IMHO, Carrie, your classes aren’t blended. They’re completely online but with synchronous requirements. Students and instructors can participate from anywhere without ever having to physically attend a required F2F session. I believe most online instructors require or at least encourage synchronous activities. For my completely online classes, I know that I always enjoy impromptu live interactions in the chat room that’s built into our university’s Sakai course management system. I drop in at times when I know many are online, working on assignments.
But I also know that, at least for my students, a synchronous requirement would be a huge stumbling block, negating the primary attraction that online has for them, which is the freedom to log in when it’s most convenient for them. My guess is that your population of students differs from mine, and this is why synchronous works for you and wouldn’t work for me.
Carrie Heeter, on 26 July 2009, at 6:31 am, said:
Actually, my students are F2F together (in Michigan) for the in person part, although I am online, for our synchronous hour. Since my department currently does not offer an online curriculum, the students are physically on campus. I Skype and Breeze in to the group. For my Serious Game Design class, they meet in a lab. For the Design Research class, they meet in a classroom.
However, I do entertain a mixed blended mode for those who live relatively far from campus. Students have the option of coming in person, or coming electronically.
It depends on the class composition each semester, but typically either all or most are F2F in the traditional sense, except that the instructor telecommutes.

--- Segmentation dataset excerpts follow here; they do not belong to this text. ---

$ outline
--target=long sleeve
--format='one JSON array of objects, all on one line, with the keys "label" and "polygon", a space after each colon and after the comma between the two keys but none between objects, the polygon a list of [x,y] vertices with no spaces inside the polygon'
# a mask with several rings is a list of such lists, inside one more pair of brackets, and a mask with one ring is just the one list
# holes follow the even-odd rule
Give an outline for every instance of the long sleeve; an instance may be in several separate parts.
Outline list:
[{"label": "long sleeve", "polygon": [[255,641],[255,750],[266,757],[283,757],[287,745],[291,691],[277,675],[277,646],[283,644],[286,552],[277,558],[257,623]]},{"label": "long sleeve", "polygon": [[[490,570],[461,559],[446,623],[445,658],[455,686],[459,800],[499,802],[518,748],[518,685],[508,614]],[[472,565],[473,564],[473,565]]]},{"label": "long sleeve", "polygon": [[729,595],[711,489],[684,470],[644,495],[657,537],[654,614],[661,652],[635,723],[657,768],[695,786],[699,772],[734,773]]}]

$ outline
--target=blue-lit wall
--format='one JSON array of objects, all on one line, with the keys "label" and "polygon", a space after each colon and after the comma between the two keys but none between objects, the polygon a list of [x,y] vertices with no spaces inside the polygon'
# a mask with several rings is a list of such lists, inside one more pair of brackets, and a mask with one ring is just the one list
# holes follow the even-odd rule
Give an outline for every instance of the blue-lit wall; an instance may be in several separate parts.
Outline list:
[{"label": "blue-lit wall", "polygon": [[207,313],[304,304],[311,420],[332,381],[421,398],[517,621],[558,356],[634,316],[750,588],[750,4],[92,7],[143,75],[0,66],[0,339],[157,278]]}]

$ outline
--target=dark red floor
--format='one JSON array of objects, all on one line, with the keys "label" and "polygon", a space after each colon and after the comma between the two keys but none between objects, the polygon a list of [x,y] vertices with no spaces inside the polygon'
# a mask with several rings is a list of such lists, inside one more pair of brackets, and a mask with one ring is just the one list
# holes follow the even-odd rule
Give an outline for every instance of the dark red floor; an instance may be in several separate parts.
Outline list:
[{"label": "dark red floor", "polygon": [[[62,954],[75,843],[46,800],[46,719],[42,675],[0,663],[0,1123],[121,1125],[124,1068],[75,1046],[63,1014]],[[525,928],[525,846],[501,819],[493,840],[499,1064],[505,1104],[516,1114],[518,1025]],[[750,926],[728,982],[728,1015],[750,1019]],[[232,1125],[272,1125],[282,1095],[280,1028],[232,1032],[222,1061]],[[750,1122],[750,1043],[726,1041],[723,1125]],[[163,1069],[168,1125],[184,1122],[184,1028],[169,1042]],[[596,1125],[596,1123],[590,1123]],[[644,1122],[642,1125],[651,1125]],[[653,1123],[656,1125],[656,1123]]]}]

Jim Shimabukuro, on 26 July 2009, at 8:05 am, said:
Thanks for the clarification, Carrie. I should’ve remembered this from your earlier articles Online Hybrid as Asynchronous, Co-present, and Remote and Adventures in Hybrid Teaching: The First Day Is the Hardest. Your courses are, indeed, unique. Still, the fact that you’re in San Francisco and the students are in Michigan tells me that the course is theoretically fully online — and the only major physical difference with other online classes is that the students happen to regularly gather in the same place at the same time, F2F, for sessions. They could just as easily be scattered throughout the world for instruction to occur, with their peer-to-peer interactions occurring virtually instead of F2F. However, I do realize that the students’ in-person interactions on site are qualitatively different from virtual interactions.
Harry Keller, on 26 July 2009, at 1:16 pm, said:
Carrie, I still think you’ve got the right idea. The tools may be incomplete, but the direction is good. The real advantage for young people to go to universities lies in getting away from their home towns, meeting diverse people, making friendships that will be useful in the future, and stuff like that. As our network tools mature, those goals also may be achievable in online settings.
The courses are just an excuse these days because you can learn course content without “being there.” You may even learn it better.
I went to an atypical school and have to carefully avoid using my own experience as a guide most of the time. I did not obtain the advantages I listed above because: I lived at home; everyone was a nerd and most were white males, and I maintained contact with none of my schoolmates. I am ready to be corrected if I have misread the more usual university environment.